- Poster
- Chinese: 不可思异
- Directed by: Sun Zhou
- Starring: Wang Baoqiang
- Music by: Deddy Tzur and Daniel Alcheh
- Distributed by: Star Union Skykee (Beijing) Entertainment Guangdong Zhujiang Film Group Huace Pictures (Tianjing) Alibaba Pictures
- Release date: 4 December 2015;
- Running time: 99 minutes
- Country: China
- Language: Mandarin
- Box office: CN¥80.4 million

= Impossible (2015 film) =

Impossible () is a 2015 Chinese science fiction comedy film directed by Sun Zhou. It was released on December 4, 2015 in 2D and 3D.

==Plot==
Memeda, a "human detector" from outer space happens to meet a depressed man who just lost his daughter in a car accident. After delving into Liguo's heart, Memeda decides to follow this poor man and studies him inside out, however, it eventually gets itself into the complicated "human world". As a powerful careerist, Wu yiran shows no mercy to anyone: he successfully squeezes Liguo and his partner Ruoshui's company out of business, nevertheless, he wants to use Memeda's superpower and makes him the emperor of mankind!......

==Cast==
- Wang Baoqiang
- Xiaoshenyang
- Da Peng
- Yin Zheng
- Cheng Yi
- Xin Zhilei

== Music ==
The original score was composed by Deddy Tzur and Daniel Alcheh, and features soloists recorded in Los Angeles and orchestras recorded in Europe. The score was mixed by Elliot Hunt in 5.1 surround at alcheh&hunt studios in Boulder, CO and mastered by Dominic Maita in Boulder, CO. Additional mixing was done by Michael Seifert for Comba-Music for Yuli Studio in Beijing.

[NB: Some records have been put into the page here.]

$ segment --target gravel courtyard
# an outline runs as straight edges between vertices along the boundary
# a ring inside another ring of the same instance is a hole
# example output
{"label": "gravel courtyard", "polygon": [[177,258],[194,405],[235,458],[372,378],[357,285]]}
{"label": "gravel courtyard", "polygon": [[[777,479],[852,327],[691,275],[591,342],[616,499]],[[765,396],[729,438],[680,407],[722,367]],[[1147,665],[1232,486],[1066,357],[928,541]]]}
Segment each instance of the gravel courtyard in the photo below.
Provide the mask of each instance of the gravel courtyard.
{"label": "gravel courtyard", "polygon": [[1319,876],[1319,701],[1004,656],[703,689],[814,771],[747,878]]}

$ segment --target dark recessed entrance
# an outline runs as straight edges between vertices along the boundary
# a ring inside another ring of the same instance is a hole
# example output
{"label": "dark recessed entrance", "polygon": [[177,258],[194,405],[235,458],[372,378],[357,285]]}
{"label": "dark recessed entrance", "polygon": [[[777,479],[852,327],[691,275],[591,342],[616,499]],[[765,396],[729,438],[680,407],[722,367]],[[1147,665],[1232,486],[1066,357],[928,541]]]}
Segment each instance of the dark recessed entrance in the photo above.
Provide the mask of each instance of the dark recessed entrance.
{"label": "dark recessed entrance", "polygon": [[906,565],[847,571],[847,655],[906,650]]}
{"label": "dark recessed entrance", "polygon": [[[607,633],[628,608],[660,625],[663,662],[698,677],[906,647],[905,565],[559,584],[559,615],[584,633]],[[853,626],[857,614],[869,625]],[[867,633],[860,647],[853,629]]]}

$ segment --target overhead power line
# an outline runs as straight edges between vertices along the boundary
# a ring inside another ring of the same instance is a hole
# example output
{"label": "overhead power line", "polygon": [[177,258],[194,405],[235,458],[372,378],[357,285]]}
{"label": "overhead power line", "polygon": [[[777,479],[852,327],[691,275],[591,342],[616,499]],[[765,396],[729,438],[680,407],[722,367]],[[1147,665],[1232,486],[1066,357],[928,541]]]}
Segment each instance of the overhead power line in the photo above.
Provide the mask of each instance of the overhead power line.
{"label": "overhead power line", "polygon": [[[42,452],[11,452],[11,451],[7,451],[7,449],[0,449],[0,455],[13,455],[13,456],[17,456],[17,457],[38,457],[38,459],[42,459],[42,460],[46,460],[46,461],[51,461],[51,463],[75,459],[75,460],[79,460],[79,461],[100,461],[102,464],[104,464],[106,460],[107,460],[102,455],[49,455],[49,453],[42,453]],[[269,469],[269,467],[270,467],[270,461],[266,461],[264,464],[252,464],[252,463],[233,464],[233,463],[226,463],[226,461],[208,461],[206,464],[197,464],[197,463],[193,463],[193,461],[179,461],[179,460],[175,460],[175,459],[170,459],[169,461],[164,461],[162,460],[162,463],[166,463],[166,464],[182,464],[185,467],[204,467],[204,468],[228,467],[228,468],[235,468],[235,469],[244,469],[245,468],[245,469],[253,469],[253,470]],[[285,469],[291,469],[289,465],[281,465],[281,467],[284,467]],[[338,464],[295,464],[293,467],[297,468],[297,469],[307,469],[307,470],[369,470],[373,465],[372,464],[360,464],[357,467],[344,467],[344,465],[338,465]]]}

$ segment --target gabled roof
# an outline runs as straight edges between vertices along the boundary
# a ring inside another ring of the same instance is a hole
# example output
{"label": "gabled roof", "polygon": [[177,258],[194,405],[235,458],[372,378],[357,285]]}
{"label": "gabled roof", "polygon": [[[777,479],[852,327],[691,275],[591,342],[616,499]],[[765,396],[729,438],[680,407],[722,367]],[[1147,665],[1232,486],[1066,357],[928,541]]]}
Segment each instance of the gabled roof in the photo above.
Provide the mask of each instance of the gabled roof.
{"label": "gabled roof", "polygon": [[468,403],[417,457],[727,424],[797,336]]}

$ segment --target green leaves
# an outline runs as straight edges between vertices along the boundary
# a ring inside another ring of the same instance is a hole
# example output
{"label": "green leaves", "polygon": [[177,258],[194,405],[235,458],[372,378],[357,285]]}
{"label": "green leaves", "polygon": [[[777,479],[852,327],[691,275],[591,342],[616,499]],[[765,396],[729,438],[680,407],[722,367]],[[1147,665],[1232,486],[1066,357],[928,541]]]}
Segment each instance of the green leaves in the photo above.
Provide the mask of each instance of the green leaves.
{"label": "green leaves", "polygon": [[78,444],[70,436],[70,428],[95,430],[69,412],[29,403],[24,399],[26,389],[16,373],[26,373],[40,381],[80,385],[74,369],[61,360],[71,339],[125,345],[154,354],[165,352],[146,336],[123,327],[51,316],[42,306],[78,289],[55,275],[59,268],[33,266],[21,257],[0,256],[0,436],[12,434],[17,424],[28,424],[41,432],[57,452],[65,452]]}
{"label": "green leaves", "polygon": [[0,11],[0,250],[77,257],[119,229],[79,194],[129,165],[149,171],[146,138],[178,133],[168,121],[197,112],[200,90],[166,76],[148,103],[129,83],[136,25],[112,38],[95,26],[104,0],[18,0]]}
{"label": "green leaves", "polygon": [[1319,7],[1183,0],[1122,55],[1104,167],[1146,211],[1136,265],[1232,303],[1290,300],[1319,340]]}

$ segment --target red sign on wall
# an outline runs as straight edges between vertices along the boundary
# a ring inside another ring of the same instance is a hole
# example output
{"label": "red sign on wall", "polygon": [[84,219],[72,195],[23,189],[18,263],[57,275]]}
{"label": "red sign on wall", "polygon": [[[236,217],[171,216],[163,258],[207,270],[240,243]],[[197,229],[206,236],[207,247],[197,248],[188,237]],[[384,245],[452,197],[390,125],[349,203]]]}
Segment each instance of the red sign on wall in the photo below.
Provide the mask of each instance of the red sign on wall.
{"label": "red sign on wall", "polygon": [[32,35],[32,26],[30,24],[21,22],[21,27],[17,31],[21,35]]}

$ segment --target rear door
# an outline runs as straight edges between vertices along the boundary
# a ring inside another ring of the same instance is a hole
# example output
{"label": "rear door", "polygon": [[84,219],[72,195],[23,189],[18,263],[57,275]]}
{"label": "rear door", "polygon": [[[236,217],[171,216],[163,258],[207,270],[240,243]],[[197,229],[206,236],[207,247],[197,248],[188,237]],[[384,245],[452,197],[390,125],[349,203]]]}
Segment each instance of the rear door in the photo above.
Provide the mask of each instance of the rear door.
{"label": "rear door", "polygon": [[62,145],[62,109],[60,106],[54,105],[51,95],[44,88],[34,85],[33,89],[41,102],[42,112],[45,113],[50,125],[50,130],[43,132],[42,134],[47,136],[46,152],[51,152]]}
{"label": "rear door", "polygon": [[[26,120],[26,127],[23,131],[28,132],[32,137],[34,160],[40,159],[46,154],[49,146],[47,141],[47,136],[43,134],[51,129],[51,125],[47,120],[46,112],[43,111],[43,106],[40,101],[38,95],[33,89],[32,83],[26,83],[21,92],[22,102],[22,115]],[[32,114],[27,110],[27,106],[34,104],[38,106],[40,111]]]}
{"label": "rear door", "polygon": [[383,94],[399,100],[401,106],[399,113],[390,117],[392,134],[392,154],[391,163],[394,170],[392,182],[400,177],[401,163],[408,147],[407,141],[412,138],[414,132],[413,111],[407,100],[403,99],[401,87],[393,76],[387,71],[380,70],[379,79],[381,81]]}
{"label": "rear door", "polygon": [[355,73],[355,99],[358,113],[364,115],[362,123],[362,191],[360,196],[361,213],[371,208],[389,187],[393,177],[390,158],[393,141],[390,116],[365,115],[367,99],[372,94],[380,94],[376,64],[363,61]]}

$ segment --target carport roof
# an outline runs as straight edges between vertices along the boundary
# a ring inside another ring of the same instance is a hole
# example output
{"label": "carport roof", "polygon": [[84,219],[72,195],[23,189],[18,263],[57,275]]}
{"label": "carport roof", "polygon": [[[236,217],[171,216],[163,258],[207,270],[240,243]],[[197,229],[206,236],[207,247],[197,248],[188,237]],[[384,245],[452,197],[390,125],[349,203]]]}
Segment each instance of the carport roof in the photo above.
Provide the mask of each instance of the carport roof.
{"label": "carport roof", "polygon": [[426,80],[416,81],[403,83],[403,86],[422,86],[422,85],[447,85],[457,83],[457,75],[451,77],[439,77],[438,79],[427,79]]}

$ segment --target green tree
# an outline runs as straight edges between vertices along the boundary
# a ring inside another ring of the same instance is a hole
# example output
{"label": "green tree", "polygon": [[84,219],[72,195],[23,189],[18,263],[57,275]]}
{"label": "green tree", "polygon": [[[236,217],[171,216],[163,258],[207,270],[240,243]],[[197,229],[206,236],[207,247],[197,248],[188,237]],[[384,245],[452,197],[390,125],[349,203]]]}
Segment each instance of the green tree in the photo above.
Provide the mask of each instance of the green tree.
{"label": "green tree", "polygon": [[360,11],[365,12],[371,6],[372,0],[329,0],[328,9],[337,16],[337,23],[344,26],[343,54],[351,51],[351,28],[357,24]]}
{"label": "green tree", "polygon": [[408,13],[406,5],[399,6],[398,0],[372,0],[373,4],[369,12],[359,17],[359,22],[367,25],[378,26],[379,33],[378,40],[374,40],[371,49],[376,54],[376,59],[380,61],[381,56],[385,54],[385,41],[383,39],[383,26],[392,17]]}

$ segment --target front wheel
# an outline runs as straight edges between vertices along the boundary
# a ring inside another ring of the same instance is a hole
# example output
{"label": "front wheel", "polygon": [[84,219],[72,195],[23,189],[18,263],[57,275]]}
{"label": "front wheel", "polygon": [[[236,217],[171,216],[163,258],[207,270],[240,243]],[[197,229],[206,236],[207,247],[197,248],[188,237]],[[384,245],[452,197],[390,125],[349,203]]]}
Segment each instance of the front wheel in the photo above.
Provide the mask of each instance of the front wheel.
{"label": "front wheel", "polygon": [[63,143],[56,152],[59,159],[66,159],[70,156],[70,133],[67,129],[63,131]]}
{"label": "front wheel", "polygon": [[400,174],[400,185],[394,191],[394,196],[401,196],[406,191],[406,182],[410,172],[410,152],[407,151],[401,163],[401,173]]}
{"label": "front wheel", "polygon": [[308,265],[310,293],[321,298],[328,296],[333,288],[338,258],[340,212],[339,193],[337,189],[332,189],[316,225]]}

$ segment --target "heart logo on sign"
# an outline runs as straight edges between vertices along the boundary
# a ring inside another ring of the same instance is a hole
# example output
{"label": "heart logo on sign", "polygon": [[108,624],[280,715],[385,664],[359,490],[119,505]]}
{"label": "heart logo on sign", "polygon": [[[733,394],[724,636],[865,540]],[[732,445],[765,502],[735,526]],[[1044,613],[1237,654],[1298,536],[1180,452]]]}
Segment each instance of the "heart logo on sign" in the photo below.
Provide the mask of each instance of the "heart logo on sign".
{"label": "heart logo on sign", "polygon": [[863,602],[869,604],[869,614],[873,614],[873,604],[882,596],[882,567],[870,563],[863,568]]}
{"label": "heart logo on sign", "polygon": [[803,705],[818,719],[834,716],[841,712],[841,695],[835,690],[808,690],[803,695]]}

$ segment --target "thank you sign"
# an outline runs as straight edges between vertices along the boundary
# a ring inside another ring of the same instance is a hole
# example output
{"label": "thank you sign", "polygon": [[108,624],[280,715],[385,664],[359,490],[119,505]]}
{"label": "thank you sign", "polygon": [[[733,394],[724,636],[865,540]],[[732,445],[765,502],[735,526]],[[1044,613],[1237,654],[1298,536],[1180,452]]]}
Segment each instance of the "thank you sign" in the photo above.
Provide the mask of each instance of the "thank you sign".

=== Theme Song: We Go On ===
The theme song "We Go On," co-written by composer Daniel Alcheh and lyricist Jamie Kiffel-Alcheh, was produced by Elliot Hunt and mastered by Dominic Maita. It is an orchestral power-ballad featured in the climax of the film, with instrumental versions throughout the film. The track is sung by American pop singer Grey, who became known after her appearance on NBC's The Voice, where she landed a spot on Adam Levine's team.

== International Film Releasing ==
The movie was only released in all south east asian countries such as: Cambodia (hang meas), Brunei (Regalblue Production), Malaysia (Astro Shaw), and Samoa (southseas Pictures.)

==Reception==
The film grossed on its opening weekend in China.